IMHO the gibs on these  chines machines are often poorly fitted . 
And HF version of the sieg has a reputation of being the ones left over after the other companies take there pick of the production run. 



> I have made several adjustments to my new lathe but I can't get the cross slide to not lift toward the chuck. I have the ways set so there is no rocking when twisting the slide right and left, and no lifting when lifting towards the splash guard forward and back, but it rocks a lot when I grab the compound slide and lift towards the chuck. Its like the metal strip in cross slide is rotating when lifting towards the chuck? I can eliminate this lift by tightening the 3 set screws but no mater how careful I am, it always ends up so tight I cant turn the handle. If I back off the screws to allow the slide to begin to move freely again with the hand wheel, it starts to rock again. There is no middle ground, either it is ultra tight or loosey goosey. I have it adjusted now where perpendicular cuts should be no problem but facing may be an issue.


I had a similar  situation on my x-2 mill . My suggestion is make a brass or bronze if you can gib that fits. also debur the dovtails and you may want to lap the dovetails or smooth with some fine silicon carbide paper and oil. 

IIRC chuck fellows did a write up on a wedge style gib that would be a considerable upgrade. 

Here is a plan for a jig to make gibs

http://www.fignoggle.com/plans/figNoggle_gibStripViseBlock.pdf



Tin


----------



## MCRIPPPer (Sep 1, 2013)

you can do taper gibs for the saddle but i think a taper gib for the other axis woudl be difficult. i guess you could machine one of the dovetails at an angle, assuming it would not make the parts too thin.


----------



## Forestgnome (Sep 3, 2013)

My suggestion would be to stop trying to lift the carriage towards the chuck. A carriage is designed for downforce, not upforce.


----------



## Metal_slicer (Sep 3, 2013)

Forestgnome said:


> My suggestion would be to stop trying to lift the carriage towards the chuck. A carriage is designed for downforce, not upforce.

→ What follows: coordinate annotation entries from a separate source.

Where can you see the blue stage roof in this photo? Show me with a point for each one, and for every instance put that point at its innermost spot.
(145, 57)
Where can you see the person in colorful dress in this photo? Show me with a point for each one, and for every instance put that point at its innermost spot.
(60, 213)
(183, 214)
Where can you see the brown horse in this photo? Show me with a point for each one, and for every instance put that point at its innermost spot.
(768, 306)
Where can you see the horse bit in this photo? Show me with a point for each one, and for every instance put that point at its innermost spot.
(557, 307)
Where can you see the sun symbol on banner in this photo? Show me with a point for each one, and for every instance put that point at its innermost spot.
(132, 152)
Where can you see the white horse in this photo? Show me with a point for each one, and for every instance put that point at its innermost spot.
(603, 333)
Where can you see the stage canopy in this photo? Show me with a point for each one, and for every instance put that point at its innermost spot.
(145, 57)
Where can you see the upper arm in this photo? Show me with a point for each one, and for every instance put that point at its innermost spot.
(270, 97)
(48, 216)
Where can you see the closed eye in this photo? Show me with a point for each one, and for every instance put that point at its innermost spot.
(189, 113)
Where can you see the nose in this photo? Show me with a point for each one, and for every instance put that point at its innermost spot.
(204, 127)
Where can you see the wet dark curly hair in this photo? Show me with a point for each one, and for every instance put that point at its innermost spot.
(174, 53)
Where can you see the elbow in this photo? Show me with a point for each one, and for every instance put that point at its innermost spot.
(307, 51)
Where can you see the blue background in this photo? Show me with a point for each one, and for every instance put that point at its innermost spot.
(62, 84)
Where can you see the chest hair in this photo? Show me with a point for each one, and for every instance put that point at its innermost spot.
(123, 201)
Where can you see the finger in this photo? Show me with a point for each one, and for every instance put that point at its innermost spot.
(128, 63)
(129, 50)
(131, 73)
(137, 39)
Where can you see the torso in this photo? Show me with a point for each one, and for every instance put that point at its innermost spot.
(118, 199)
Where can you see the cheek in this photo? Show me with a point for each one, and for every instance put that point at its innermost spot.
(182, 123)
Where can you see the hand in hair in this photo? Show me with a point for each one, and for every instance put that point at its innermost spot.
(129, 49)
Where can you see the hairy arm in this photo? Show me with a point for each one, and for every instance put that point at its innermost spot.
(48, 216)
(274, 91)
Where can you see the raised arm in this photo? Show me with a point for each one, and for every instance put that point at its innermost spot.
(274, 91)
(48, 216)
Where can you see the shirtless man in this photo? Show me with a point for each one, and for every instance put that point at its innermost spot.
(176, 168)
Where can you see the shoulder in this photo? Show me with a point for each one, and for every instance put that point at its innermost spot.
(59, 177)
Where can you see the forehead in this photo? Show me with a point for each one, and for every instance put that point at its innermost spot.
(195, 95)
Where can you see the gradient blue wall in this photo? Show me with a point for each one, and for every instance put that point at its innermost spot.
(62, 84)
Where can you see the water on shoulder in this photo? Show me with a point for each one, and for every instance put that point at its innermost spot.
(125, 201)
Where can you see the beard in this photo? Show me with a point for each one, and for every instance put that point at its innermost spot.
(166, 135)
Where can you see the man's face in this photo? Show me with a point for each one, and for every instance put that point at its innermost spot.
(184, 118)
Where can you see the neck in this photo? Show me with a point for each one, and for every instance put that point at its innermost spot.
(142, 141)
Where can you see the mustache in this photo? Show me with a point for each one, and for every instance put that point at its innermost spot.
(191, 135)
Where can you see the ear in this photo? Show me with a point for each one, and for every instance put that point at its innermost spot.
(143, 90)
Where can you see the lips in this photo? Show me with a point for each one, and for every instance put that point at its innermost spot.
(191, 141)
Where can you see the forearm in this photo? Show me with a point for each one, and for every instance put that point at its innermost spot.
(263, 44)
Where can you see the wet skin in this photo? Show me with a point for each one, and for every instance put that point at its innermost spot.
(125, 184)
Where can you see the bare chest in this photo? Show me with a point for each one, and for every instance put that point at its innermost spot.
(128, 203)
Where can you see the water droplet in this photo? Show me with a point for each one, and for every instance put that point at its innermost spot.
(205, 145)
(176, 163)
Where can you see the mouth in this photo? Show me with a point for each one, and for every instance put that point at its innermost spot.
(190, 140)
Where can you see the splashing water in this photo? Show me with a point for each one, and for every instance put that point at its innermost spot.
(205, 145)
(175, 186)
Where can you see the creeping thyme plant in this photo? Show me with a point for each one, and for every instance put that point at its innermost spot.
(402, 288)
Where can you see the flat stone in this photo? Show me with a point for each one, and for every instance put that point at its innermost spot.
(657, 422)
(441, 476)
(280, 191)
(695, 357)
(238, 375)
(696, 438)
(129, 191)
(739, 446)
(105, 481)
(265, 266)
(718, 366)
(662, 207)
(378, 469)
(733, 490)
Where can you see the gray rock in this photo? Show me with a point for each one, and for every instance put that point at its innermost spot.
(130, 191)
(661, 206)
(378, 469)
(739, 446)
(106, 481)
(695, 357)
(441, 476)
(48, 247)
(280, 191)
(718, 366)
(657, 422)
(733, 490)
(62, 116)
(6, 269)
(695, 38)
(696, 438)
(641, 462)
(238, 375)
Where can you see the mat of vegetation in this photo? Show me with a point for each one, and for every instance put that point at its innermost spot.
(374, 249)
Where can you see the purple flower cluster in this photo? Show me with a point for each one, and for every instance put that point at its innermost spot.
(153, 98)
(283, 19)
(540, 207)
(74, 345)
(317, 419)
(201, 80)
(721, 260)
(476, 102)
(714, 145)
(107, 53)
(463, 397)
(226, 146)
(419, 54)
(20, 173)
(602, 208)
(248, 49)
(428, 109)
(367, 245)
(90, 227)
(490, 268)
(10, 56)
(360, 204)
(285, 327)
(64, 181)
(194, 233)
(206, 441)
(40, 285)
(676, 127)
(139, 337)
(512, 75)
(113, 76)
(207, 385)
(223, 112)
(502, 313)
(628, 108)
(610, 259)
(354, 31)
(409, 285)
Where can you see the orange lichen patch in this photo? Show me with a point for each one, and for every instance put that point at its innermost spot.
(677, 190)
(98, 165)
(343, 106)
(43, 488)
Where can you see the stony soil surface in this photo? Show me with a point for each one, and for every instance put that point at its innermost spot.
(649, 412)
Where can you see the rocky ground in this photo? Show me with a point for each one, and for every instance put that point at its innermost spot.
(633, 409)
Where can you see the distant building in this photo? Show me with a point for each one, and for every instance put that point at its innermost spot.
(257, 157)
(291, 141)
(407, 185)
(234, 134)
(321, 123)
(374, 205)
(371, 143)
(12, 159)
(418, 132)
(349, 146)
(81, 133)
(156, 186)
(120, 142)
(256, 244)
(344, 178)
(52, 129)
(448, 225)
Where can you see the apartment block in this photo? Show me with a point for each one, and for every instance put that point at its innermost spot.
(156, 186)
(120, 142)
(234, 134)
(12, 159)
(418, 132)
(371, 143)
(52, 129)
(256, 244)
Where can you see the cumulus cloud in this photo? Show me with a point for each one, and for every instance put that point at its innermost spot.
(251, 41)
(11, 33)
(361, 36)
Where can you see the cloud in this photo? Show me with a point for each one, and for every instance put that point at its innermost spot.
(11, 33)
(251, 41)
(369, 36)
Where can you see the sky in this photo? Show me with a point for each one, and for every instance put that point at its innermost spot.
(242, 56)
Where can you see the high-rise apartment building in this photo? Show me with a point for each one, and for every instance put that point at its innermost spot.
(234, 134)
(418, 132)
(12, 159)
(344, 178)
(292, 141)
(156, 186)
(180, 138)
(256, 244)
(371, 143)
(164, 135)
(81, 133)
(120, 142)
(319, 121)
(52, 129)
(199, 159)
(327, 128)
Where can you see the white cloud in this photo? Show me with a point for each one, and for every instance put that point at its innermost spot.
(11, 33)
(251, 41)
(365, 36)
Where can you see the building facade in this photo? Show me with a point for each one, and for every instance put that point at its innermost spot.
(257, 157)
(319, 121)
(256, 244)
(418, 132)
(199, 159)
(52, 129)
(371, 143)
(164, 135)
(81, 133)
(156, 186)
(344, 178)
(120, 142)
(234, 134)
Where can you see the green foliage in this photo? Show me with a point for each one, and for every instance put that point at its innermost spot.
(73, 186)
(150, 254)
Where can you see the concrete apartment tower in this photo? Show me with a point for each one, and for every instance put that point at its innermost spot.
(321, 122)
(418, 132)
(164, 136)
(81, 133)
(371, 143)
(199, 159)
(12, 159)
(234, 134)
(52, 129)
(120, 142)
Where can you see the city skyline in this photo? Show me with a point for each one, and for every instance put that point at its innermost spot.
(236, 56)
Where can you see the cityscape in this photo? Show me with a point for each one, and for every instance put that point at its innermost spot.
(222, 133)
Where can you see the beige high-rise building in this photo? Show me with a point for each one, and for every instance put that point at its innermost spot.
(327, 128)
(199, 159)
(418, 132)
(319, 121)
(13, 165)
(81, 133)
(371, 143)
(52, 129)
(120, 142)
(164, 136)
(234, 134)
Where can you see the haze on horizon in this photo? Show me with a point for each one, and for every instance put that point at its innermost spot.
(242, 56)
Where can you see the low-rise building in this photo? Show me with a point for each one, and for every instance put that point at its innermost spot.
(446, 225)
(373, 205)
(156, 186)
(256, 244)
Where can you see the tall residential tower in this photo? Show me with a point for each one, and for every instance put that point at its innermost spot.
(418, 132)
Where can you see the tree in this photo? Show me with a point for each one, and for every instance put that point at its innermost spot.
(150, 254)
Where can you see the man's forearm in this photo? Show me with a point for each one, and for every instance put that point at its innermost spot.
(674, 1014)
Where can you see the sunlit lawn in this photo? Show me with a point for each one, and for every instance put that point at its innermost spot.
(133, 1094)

When the cutting tool contacts the rotating stock it is moved down causing the cross slide to move up on the gib side, not the non gib side. You must be thinking of something else because it lifts (on it's own) when cutting. The carriage doesn't move, the compound slide doesn't move, however the cross slide moves on the gib side. This only happens when the cutting tool is positioned in-line with the stock and a facing operation is done.


----------



## Metal_slicer (Sep 4, 2013)

just a quick update. I adjusted the gib tighter and most of the play is gone but the slide is very very firm. for now it will have to be this way until I can lap or make new gibs. I appreciate the help guys.


----------



## Sshire (Sep 4, 2013)

I did this procedure on my 10x22 a few years ago. Made a big difference. 
http://www.mini-lathe.com/Lapping/mt_lap.htm


----------



## wackyvorlon (Sep 4, 2013)

Wow, that would take a lot of time. Mothers is pretty fine stuff. Now, the compound you might want to consider is what's called Timesavers. It's designed to break down as you lap, causing the particles to become smaller. You can then start out with it relatively coarse(making the process faster), them it becomes finer and finer. It also reduces the need to make sure you clean everything thoroughly. 

An alternative is scraping. The thing is, you don't want a perfect fit between the two surfaces. A perfect fit will push out oil and stick like crazy. Ever wrung together gauge blocks? Same thing. The idea with scraping is to have so many bearing points per inch. It can retain oil and slide easily, while still sliding precisely. 

I recommend having a surface plate too. There's a couple options here. 2" thick by one foot square surface plates can be had for about $50. You can call up a local monument maker and ask if he has a scrap tombstone. These are very flat and precise, and made from granite. Sometimes the engraving goes wrong and you can pick up a fairly large chunk very cheaply. Alternatively, you can make your own. 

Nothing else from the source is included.